I am trying to find an image to illustrate my answer but I am failing to find one that does.

First defocus, then motion blur.

2 Likes

Ye agreed, mainly because the other way around has never given me any good results not to mention I’ve no idea how to do it :slight_smile:,

also I think we had a topic about this before? The dream would be having one node doing both at the same time. Surely there are some learnings on how 3D software handles this problem (ofcourse I don’t think anyone renders with DoF)

Typically in these situations if the director isn’t quite happy then just add more motion blur. :slight_smile:

Also don’t forget to be doing all this work in linear so that all your hard work is being executed correctly. A very in-tune Director to motion blur and depth of field may be responding to 3d blurs in the focus is happening on Rec709 footage.

1 Like

Usually I like to try to think about how it would happen if it were real. In this case, the lens would be applying the blur optically before the information really enters the camera. The motion blur will come from the relationship of the camera’s shutter speed to the observed movement of the subject. That motion blur would be applied internally when the information hits the shutter and is recorded to the chip. Given that, the answer should always be lens blur then motion blur. (which is sometimes a pain in the ass to setup in your pipeline… which is how you know its the right way to do things) :slight_smile:

Honestly, I think the object was moving before the light entered the lens. But you need to make the director happy.

1 Like

OT, but it brings up a tangentially related question. CC then blur, or blur then CC.

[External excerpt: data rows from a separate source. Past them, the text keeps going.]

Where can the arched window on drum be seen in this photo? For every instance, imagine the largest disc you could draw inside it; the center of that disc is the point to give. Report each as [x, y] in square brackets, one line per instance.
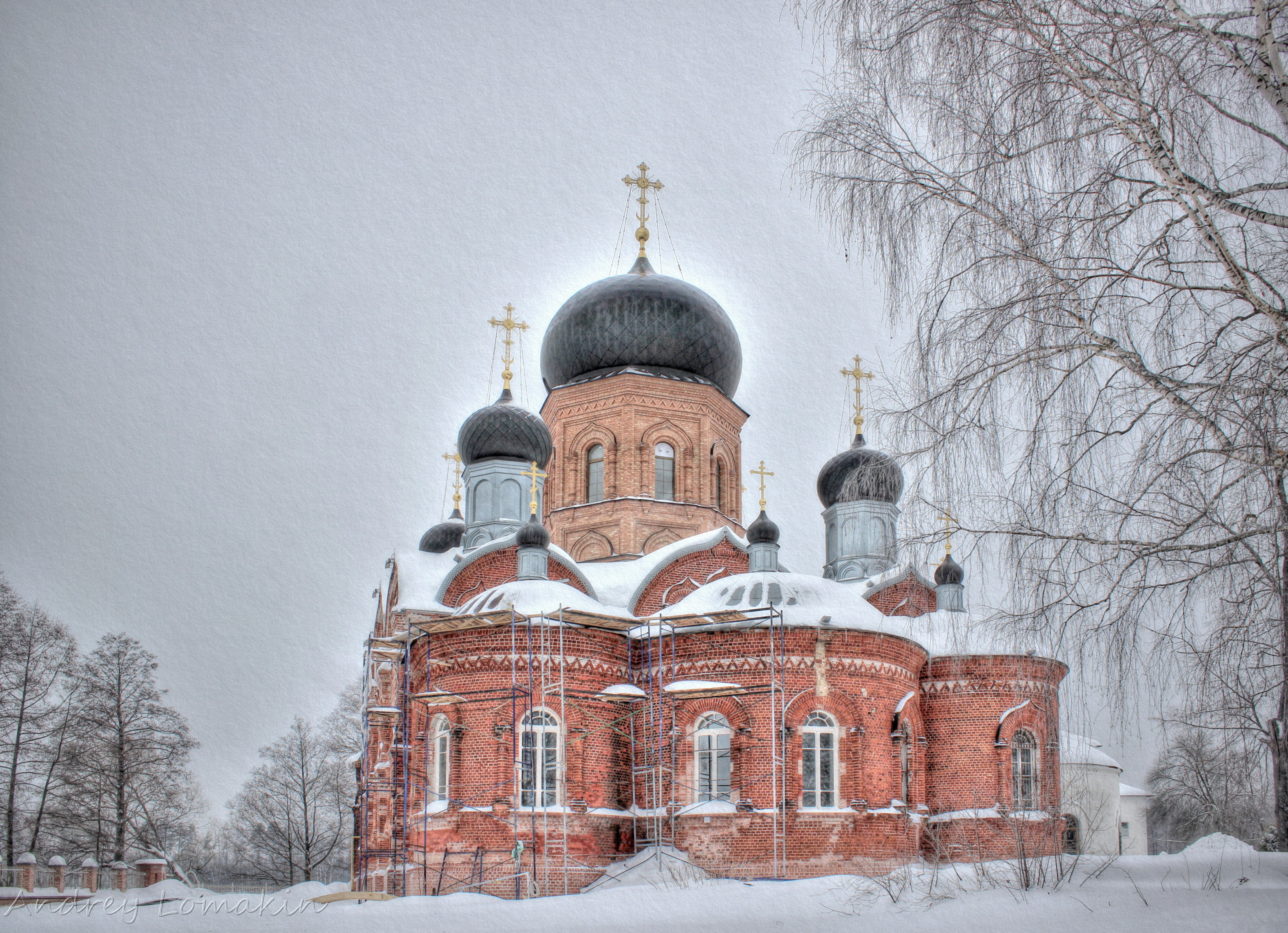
[1024, 771]
[664, 472]
[595, 473]
[820, 742]
[539, 761]
[714, 765]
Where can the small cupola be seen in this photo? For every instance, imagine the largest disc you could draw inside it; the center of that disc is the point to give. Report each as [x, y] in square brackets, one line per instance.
[950, 592]
[763, 544]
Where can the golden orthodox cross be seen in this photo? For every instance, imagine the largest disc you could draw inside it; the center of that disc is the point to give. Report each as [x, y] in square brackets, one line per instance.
[646, 185]
[762, 473]
[858, 376]
[536, 475]
[947, 519]
[511, 327]
[456, 477]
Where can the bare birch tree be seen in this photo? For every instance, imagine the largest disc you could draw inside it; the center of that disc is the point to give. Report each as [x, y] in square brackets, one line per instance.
[1084, 212]
[37, 687]
[133, 789]
[290, 817]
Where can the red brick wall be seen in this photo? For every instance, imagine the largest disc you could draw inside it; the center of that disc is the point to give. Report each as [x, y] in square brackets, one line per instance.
[857, 677]
[963, 699]
[629, 414]
[697, 568]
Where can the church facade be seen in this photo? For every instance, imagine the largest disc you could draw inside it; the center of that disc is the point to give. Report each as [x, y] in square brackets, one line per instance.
[597, 659]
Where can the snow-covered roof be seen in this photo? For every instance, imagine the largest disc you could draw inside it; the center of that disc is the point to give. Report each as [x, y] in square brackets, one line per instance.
[615, 587]
[1084, 751]
[538, 599]
[621, 583]
[419, 578]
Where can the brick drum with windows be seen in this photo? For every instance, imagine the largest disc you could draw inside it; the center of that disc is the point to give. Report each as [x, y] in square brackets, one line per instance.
[597, 658]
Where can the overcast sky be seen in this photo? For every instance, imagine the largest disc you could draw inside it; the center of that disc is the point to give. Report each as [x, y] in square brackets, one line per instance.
[249, 256]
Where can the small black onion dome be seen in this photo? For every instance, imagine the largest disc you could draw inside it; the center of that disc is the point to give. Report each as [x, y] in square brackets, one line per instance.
[860, 473]
[445, 535]
[643, 320]
[763, 531]
[950, 571]
[534, 534]
[504, 432]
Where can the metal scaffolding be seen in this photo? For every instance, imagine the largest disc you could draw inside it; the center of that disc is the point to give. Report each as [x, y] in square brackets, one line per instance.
[540, 861]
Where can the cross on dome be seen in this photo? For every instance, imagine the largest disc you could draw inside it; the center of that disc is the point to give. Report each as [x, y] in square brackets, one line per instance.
[511, 325]
[762, 473]
[644, 185]
[858, 376]
[535, 475]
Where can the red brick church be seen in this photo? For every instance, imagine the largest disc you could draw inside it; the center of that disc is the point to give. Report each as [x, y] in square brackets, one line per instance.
[595, 658]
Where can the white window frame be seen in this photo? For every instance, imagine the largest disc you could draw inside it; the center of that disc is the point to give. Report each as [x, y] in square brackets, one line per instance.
[713, 756]
[664, 454]
[540, 787]
[1023, 742]
[441, 758]
[592, 462]
[906, 765]
[821, 759]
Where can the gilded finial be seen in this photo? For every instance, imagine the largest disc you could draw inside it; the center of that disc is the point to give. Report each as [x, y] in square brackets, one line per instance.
[858, 376]
[456, 479]
[508, 354]
[762, 473]
[947, 519]
[644, 184]
[536, 475]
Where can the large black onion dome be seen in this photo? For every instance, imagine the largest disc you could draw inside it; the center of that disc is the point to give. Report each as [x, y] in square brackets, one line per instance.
[504, 432]
[950, 571]
[642, 320]
[534, 534]
[860, 473]
[763, 531]
[445, 535]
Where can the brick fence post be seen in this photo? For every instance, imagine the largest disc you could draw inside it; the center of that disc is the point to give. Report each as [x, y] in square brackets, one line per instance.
[60, 865]
[153, 869]
[26, 864]
[89, 876]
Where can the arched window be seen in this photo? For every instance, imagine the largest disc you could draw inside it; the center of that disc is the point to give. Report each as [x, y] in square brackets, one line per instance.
[539, 762]
[1024, 771]
[818, 761]
[1072, 843]
[664, 472]
[906, 765]
[485, 507]
[512, 499]
[440, 757]
[713, 767]
[595, 473]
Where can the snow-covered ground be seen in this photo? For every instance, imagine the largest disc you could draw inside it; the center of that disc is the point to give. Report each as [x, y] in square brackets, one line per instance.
[1218, 885]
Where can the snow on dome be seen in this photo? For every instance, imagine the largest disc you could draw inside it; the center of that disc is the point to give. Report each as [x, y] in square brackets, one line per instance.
[1084, 751]
[536, 599]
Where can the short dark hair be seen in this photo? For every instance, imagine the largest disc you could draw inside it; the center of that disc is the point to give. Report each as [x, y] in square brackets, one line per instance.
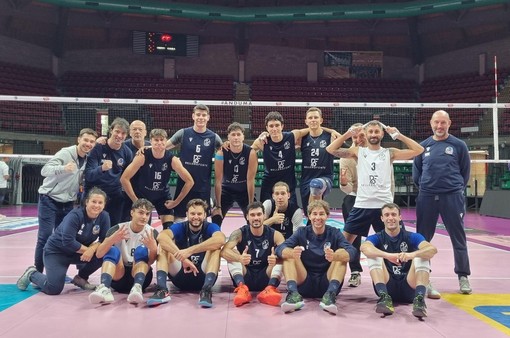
[142, 203]
[255, 205]
[390, 206]
[197, 202]
[235, 126]
[273, 116]
[88, 131]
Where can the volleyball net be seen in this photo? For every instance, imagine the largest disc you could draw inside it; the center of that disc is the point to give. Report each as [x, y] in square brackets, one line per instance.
[33, 128]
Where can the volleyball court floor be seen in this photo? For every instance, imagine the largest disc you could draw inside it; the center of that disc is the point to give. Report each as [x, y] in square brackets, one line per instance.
[485, 313]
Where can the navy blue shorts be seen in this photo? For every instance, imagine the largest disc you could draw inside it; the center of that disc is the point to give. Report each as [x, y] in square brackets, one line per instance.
[360, 220]
[315, 285]
[188, 281]
[399, 289]
[256, 280]
[125, 284]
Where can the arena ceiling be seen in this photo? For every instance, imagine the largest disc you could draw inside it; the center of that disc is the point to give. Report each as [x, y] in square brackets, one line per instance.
[412, 29]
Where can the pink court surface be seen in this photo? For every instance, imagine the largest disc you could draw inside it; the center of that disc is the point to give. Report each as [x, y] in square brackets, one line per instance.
[485, 313]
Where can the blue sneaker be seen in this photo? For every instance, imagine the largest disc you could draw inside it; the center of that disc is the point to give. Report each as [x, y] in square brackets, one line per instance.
[205, 299]
[293, 301]
[24, 280]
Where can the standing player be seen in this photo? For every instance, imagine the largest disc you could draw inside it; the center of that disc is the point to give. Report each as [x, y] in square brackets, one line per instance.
[441, 174]
[63, 179]
[234, 171]
[74, 241]
[374, 171]
[317, 163]
[279, 153]
[349, 185]
[137, 134]
[128, 251]
[251, 259]
[399, 263]
[148, 175]
[105, 165]
[4, 177]
[198, 146]
[281, 213]
[189, 256]
[315, 259]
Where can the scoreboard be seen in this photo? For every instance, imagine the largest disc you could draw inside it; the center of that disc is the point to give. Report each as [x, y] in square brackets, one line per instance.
[161, 43]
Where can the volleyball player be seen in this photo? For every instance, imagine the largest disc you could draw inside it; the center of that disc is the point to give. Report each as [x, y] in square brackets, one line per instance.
[234, 172]
[198, 147]
[148, 175]
[399, 263]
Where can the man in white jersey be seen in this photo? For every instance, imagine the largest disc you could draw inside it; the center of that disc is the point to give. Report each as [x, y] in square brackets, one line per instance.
[374, 174]
[128, 251]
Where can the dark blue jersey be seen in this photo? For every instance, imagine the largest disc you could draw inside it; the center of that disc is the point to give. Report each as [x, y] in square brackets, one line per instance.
[404, 242]
[77, 229]
[287, 226]
[131, 146]
[316, 161]
[109, 180]
[279, 161]
[235, 170]
[313, 256]
[151, 181]
[184, 237]
[197, 153]
[259, 247]
[443, 167]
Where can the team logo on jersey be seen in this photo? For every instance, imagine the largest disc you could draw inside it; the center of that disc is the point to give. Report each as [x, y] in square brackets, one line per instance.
[95, 229]
[265, 244]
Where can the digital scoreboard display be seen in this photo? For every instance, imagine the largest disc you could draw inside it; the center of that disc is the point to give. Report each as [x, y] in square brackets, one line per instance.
[161, 43]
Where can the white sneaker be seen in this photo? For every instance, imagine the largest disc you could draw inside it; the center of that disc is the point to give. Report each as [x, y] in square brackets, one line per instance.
[136, 295]
[102, 295]
[465, 288]
[432, 293]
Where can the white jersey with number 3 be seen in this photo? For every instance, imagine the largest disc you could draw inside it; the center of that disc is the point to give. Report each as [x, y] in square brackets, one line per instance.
[374, 178]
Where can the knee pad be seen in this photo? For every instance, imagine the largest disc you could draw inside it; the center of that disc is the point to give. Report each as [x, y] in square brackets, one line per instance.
[113, 255]
[319, 186]
[421, 264]
[141, 254]
[375, 263]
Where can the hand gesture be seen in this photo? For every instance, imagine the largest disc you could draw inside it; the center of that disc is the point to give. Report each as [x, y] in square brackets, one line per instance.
[245, 258]
[181, 255]
[149, 241]
[87, 255]
[70, 167]
[170, 204]
[107, 165]
[121, 233]
[271, 259]
[189, 267]
[297, 252]
[329, 254]
[263, 137]
[278, 217]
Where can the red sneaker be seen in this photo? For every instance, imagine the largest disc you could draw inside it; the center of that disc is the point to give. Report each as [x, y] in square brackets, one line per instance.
[270, 296]
[242, 296]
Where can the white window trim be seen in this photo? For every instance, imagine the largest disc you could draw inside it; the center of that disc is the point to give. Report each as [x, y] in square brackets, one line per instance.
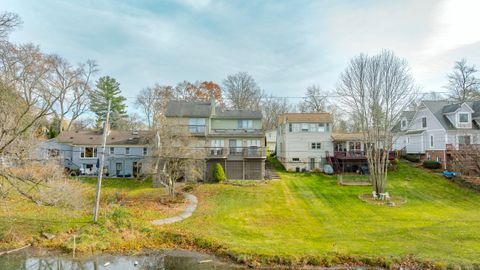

I am firmly with CC then blur.

2 Likes

ColourCorrect ? CC?

1 Like

Yes

I have been promoting the grade at the end of the job on all of our big CG compositing jobs. If that is what you mean.

If I need to colour correct any CG I will do that on my unPremult then multiply before I blur RGB and A seperate. Then I divide back again before I comp.

Did i follow you correct @GPM

2 Likes

I made my own image:

1 Like

I’m guessing your de focus has a highlight boost on it. If you think it looks better, do it that way.

Sorry, I have no idea about all these operations. I guess I just play it loose and wait till it looks good. I have no process.

Watch out for the defocus blooming. The best defocus I know is y_lensblur. But it defaults to a blown out highlight, which I rarely want.

1 Like

Try y_lensblur, but set that gain down on the highlights. Try tweaking the noise amount too.

I’ve just been using the physical bokeh matchbox node in action on a project and it does an awesome job with lens blur - since it’s in action I’m assuming you could have motion blur turned on as well? The only annoying part is that with it hanging off the camera it affects everything in the scene so you can’t be selective. Also it seems to work better on Mac than Linux.

Unfortunately Physical Bokeh is a beautiful v1.0.

1 Like

The difference is always gonna really stick out in the highlights. That’s just cameras and exposures and sensors. Any blur, be it Gaussian or defocus is going to effect your highlights. It makes sense in the same way that you color correct before applying blurs (as @GPM was talking about).

1 Like

And it’s gone through several attempts of various names, but unfortunately Action still does not have a dynamic+robust selective system in its multilayered 3D space. I thought they had hit the holy grail about 6 years ago with Camera FX. Then I saw how limited it was.

It’s still the unicorn. Some features here and there kind of hint at what it could be, but still no dice on a comprehensive solution.